By comparison, the relational model uses SELECT … WHERE … GROUP BY operators to perform similar functions. In fact, where multidimensional data is stored in a relational database, the RDBMS uses these operators in the background in the generation of the multidimensional data.
Data in a data warehouse built on a multidimensional database will be easier to understand and manipulate than data stored in a data warehouse built on a relational DBMS because the multidimensional DBMS is designed and built specifically for this purpose. The multidimensional data warehouse pre-computes some (or all) of the possible cubes, allowing for fast and simple queries, whereas the relational data warehouse will store most (if not all) the data in it’s more detailed, non-aggregated format, therefore, queries are slower and more complex as data needs to be selected and aggregated each time.
There is often duplication in Time dimension tables. A week can be calculated from other attributes, but since weeks do not align exactly with months a grouping by months cannot be obtained by a grouping by weeks. The duplication is not an issue as it provides analysts with the flexibility to use either option. The same duplication applies to financial months versus calendar months, for example the financial month 1 can equate to calendar month 5 etc.

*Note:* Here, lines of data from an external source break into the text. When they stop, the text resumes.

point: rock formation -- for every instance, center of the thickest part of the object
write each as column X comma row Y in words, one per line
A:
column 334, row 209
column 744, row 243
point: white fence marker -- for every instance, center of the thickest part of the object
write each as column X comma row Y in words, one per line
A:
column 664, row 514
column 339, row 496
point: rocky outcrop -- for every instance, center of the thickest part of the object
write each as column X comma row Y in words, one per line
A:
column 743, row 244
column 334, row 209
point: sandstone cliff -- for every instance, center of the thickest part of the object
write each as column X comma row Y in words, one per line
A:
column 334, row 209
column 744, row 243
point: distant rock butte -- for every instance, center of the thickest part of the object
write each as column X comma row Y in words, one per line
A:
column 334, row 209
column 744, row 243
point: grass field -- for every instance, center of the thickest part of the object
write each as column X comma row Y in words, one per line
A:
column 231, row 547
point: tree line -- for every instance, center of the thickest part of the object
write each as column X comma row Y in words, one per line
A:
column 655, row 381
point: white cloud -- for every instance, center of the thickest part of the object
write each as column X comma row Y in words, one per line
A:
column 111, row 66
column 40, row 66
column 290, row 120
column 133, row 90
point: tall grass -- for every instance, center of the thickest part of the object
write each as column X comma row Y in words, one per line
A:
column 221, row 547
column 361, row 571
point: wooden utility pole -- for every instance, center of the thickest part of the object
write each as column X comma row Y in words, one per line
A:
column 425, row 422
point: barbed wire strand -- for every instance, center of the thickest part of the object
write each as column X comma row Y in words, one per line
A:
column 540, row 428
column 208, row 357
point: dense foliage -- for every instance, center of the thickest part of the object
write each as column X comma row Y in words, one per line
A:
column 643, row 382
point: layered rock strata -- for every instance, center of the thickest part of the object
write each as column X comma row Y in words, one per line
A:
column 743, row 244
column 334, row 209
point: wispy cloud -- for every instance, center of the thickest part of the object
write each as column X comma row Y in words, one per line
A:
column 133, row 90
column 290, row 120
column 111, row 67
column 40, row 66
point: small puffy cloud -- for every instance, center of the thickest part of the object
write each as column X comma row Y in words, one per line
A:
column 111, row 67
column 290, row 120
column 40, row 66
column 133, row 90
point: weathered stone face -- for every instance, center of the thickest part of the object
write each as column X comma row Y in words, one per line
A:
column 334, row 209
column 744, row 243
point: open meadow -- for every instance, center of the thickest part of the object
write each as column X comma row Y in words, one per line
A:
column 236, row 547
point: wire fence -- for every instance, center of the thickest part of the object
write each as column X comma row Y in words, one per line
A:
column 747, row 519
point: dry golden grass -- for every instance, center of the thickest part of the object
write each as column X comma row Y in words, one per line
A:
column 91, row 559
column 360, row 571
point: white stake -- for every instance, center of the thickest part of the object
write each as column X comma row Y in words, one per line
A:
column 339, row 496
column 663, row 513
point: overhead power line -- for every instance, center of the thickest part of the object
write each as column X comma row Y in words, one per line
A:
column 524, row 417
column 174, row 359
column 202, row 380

A second way duplication can occur in a Star schema is where a value for an attribute (other than a key or calculated value) is stored in both the fact table and the dimension table. For example, a business customer is based in London, and this is recorded as an attribute for the customer’s record in the dimension table. When that customer makes a purchase, the city is recorded in the fact table (along with the item, price, quantity, etc). Hence the city data for that customer is duplicated in both the dimension table, and every record in the fact table related to that customer’s purchases. If the customer later relocates to Cardiff, the customer’s record in the dimension table is updated to reflect the new city. By storing the city value in the fact table, we can get a true value for sales in London and Cardiff both before and after the customer re-located, whereas if we simply select and group by the city attribute in the dimension table, the sales figures would be wrong as all the sales for Cardiff would also include all that customers purchases from when they were based in London, and vice versa.